Axe Compute Inc. reported several leadership changes. On January 15, 2026, directors Shawn Matthews and Veena Rao resigned from the board, with Ms. Rao’s resignation effective January 30, 2026. The company states that neither director resigned because of any disagreement over operations, policies, or practices.
On January 19, 2026, Thomas McLaughlin resigned as Chief Investment Officer, and the company likewise notes no disagreement related to its operations, policies, or practices. The filing does not describe replacements or broader strategic changes linked to these departures.
Axe Compute Inc., formerly Predictive Oncology Inc., amended the employment agreement of its CEO, Raymond F. Vennare. Effective retroactively to November 1, 2025, his annual base salary increases from $525,000 to $575,000. He is eligible for an annual target bonus on March 31, 2026, or an earlier date set by the compensation committee, in an amount equal to 50% of his then current base salary.

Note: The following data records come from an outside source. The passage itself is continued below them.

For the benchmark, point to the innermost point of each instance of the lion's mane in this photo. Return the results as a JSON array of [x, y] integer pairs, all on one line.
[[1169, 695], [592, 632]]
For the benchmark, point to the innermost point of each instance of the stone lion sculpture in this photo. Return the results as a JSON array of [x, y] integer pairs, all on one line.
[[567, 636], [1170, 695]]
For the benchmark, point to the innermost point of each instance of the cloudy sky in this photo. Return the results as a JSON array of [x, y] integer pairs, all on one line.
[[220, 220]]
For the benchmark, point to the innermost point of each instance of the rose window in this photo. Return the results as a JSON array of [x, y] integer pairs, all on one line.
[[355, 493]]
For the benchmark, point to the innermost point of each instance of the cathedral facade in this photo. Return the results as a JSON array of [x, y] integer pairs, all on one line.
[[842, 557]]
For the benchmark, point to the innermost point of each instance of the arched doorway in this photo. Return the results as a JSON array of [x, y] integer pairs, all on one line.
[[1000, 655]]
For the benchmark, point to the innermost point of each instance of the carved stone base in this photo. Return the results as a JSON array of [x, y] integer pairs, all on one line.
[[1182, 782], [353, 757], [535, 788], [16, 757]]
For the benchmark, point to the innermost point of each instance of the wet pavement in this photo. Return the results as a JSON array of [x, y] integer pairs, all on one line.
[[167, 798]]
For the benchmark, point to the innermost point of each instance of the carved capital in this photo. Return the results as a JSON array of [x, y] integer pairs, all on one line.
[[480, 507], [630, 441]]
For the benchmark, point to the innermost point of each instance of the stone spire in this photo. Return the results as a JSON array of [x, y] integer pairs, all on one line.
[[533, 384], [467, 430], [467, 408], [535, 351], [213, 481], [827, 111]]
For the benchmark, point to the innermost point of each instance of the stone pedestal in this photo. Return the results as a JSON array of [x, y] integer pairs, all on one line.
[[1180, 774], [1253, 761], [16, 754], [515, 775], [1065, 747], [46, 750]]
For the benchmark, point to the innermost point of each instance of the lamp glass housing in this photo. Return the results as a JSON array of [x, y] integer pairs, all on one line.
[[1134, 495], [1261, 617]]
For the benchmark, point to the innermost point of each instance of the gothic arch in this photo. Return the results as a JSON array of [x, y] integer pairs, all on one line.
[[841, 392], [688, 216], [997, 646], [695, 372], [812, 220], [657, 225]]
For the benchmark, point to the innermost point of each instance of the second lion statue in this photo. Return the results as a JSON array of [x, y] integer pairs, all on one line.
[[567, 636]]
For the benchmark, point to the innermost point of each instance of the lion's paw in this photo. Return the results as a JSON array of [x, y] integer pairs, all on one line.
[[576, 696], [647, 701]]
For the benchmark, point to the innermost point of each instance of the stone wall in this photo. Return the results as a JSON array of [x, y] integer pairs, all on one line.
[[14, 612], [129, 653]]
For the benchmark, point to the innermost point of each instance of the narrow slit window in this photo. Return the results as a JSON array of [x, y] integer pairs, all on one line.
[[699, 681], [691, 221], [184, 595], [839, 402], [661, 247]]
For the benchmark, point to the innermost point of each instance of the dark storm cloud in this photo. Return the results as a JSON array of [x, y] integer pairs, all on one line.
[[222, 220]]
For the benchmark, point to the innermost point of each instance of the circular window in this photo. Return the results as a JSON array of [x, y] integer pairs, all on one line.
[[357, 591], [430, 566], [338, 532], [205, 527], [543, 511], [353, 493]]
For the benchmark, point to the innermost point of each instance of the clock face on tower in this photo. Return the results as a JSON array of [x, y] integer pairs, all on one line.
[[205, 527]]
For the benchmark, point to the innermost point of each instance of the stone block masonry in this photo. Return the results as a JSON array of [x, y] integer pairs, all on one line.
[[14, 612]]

If his employment is terminated without Cause or by him for Good Reason on or before March 31, 2026, his 2025 bonus will be 50% of his annual bonus as of the time of termination and must be paid in full no later than March 15, 2026.
Subject to the company’s 2024 Equity Incentive Plan and compensation committee approval, Mr. Vennare will be eligible to receive 20,000 restricted stock units that vest in full on January 1, 2026, if he remains continuously employed through that date. The company also disclosed that it changed its name to Axe Compute Inc. and that its common stock began trading on Nasdaq under the ticker symbol AGPU on December 12, 2025.